My heart dropped. What the hell did he mean? Was he gonna kick his ass? I sat in there in the fetal position, contemplating on what I could do. I figured the best thing to do was try and talk to him. I let my feet rest on the floor and stood up slowly. That’s when I heard another sound that made me freeze. I heard a magazine being pushed into a pistol, and a bullet being cocked into the chamber. I tried to get the stall open, but the latch was stuck.

“Joe!” I screamed out. “Don’t do this!”

The bathroom door was opened calmly. Joe replied with, “This is something you should have foreseen. It has to be done.” The bathroom door slowly shut as he exited.

“Joe! Come back!”

I kicked the stall door with all the strength I could muster, and it rattled, shook, and eventually opened. I heard gasps and screams and bolted from the stall and to the front of the store. Everyone stood there in total fear and shock. Joe was standing there, with his 9mm drawn on the manager, pointed straight between his eyes. The manager had his hands up above his head and was shivering in fear.

“Joe,” he said, “you don’t have to do this. J-Just put the gun down and we will work this out.”

“There is nothing to work out!” Joe screamed. He was beginning to tear up. “You’ve fucked with me the last time.” I stood there in absolute awe; what could I do? I’m just a cashier. I pulled out my phone and dialed 911.

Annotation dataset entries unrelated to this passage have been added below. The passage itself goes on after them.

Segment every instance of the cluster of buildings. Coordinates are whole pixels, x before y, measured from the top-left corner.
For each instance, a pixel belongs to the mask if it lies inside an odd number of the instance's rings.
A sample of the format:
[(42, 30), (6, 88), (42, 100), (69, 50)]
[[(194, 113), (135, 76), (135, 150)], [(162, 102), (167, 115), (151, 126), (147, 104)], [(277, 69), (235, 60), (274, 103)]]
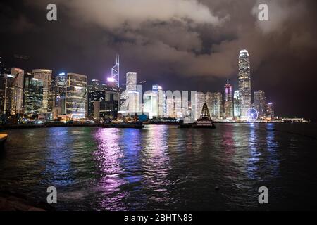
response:
[[(0, 57), (0, 114), (6, 117), (36, 120), (117, 120), (127, 115), (147, 115), (149, 119), (173, 118), (194, 121), (206, 103), (214, 120), (274, 119), (274, 105), (263, 91), (252, 94), (249, 56), (239, 56), (239, 90), (232, 92), (229, 81), (221, 92), (163, 91), (158, 85), (144, 92), (137, 74), (126, 74), (125, 89), (120, 86), (120, 62), (117, 56), (111, 77), (106, 84), (76, 73), (56, 76), (47, 69), (25, 72), (6, 68)], [(255, 115), (256, 114), (256, 115)]]

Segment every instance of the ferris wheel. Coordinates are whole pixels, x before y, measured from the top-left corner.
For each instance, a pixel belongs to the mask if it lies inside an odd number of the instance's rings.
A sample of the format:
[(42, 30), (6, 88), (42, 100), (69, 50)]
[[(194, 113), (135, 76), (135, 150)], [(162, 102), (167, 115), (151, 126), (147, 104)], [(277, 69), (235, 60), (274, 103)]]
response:
[(248, 110), (247, 115), (249, 120), (256, 120), (259, 117), (259, 112), (254, 108), (250, 108)]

“911, what's your emergency?”

“I’m a cashier at the Kwik-E Mart. We have an employee who’s pulled a gun out on the manager.” Joe and the manager were yelling back and forth, when out of nowhere, Joe pistol-whipped him. He was laying on the ground, while Joe stood over him, with the gun against his temple.

“Police have been dispatched. They should be there in just a minute.”

“Okay,” I said, “what should I do?”

"Just give him his space. Don’t give him any reason to shoot."


Beads of sweat were running down my face, and the tension could be cut with a knife. For what felt like hours, I watched Joe yell and scream at the manager. He went on and on about how he treated him, and how "he was going to get his". Finally, the sirens could be heard from the outside of the store, and there was a strange sense of solace for a split second.

The police poured into the store and drew their guns, immediately pointing them at Joe.

“Leave me alone!” Joe yelled. He began to bang the gun against his temple. “Shut up, shut up, shut up!”

“Sir, calm down and drop your weapon,” one of the officers said. I had no idea what was going on and why he was screaming like this. “Sir, put the gun down, or we will open fire.” Joe’s screaming ceased and he began to laugh maniacally. It was a twisted, horrid laugh that didn’t even seem human.

The cackle continued for a few minutes, before he turned back to the manager that was bleeding out on the floor.

“Thank you, sir! Without you, I would have never managed this type of courage.” Joe then swung the gun around and pulled the trigger, sending a bullet straight into the manager’s skull. The blood began to pour out; all the bystanders gasped, and some even puked. I just stared, in awe, unable to muster any words. The maniacal laugh returned and rang out through the store.

“Fire at will!” one the officers yelled. I counted eight gunshots before Joe hit the ground, and even then, even after the gun was snatched from his hand and he laid on the ground bleeding out, he still laughed that horrid chuckle and managed to stay alive long enough for the ambulance to arrive.

I never found out if Joe lived through it all, but I did find out that he was a diagnosed schizophrenic, which explains his episode that day. That was three years ago, and I’ve gotten a new job since then. I’m happy to put all that behind but to this day. I swear, I can hear Joe calling out when I’m trying to sleep.

“Robert,” he calls, “you were there for me; now I’m here for you.”

Why is he here for me? I’m just a cashier.